Sulla prestazione e la crescita
“Non posso rimproverare nulla ai ragazzi sotto il profilo dell’impegno, se non una mancanza di precisione sotto porta. Nel calcio è semplice: se la butti dentro, la partita cambia.
Quest’anno siamo cresciuti tantissimo nei nostri principi di gioco. È vero, all’inizio abbiamo avuto dei passaggi a vuoto, specialmente lontano dalle mura amiche, ma le prestazioni non sono mai mancate. Ho sempre creduto che, continuando a lavorare su questa identità, i risultati sarebbero arrivati. Anche oggi abbiamo creato una mole di gioco impressionante, colpendo due legni. Vedere due squadre affrontarsi con questa intensità a fine stagione è uno spot per il calcio.”
Verso Modena e il futuro
“Andiamo a Modena con grande fiducia. Spero con tutto il cuore che i nostri tifosi possano seguirci: giocare in trasferta con il loro supporto ci dà una marcia in più.

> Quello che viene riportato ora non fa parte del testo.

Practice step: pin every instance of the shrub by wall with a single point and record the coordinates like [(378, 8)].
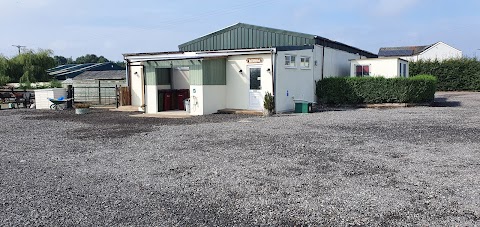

Rispetto al girone d’andata, dove faticavamo fuori dal Menti, nel ritorno abbiamo cambiato marcia, imponendo il nostro gioco su ogni campo. Abbiamo acquisito consapevolezza, e i nostri giovani stanno finalmente capendo i ritmi e le malizie della Serie B. Ora però serve lo step finale: negli ultimi sedici metri dobbiamo essere più cattivi. Ci serve quella sana ignoranza e quel cinismo che trasforma una bella prestazione in una vittoria.”